Informatics Seminar (Perspective in Informatics 4B) 2011 - 2012
January 20
(Fri), 14:45 - 16:45 (Special seminar, 2 talks)
- Place:
Lecture Hall 1, Faculty of Engineering Bldg. No.10, Main Campus
First Talk: 14:45 - 15:45
- Title:
Bin Packing: From Theory to Experiment and Back Again
- Speaker:
David S. Johnson (AT&T Labs Research)
- Abstract:
In the bin packing problem, one is given a list of 1-dimensional items
and asked to pack them into a minimum number of unit-capacity bins.
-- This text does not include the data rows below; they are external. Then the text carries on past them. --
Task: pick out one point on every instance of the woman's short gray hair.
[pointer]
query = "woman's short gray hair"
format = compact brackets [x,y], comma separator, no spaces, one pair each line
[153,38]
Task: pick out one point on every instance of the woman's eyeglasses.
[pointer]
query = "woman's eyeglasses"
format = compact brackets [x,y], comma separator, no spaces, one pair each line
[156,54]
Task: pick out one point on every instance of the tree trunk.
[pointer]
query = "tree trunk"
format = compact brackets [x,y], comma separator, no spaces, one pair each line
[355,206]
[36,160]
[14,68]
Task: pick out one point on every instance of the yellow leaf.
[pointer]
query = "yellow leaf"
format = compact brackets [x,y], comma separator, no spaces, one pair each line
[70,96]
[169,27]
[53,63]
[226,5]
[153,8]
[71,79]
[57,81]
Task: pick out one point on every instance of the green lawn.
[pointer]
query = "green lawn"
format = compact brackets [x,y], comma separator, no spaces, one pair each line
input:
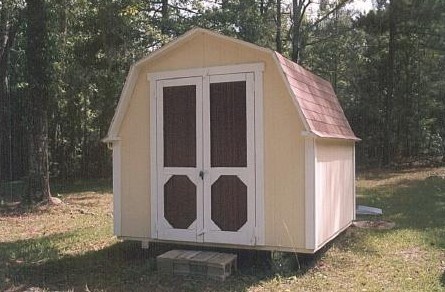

This was one of the first NP-hard problems to be studied from
the "approximation algorithm" point of view, and over the years
it has served as a laboratory for the study of new questions about
approximation algorithms and the development of new techniques
for their analysis. In this talk I present a brief survey of this
history, highlighting the many surprising average case behavior results
that have been obtained. Several of these surprises were first
revealed by experimentation, which led to conjectures and then
to proofs, and I will describe this interplay between experimentation
and theory. I'll also highlight some as-yet-unproven conjectures
suggested by the experimental data.
Second Talk: 15:45 - 16:45
- Title:
Algorithms for Circuits and Circuits for Algorithms
- Speaker:
Ryan Williams (Stanford University)
- Abstract:
Over the years, strong connections have been developed
between the existence of non-trivial circuit-analysis algorithms and
proofs of circuit size lower bounds. Algorithms that can check whether
a given circuit from some class satisfies a simple property (such as
computing the all-zeroes function) can be used to prove limitations on
that circuit class, provided the algorithms run slightly faster than
exhaustive search. More precisely, a non-trivial SAT algorithm for a
circuit class can be used to find functions computable in
nondeterministic exponential time that cannot be computed by that
circuit class. Informally, this connection can be interpreted as
saying "good algorithms for circuits imply there are no good circuits
for some algorithms." This talk will explore the ideas behind this
theme, and review what we have learned so far.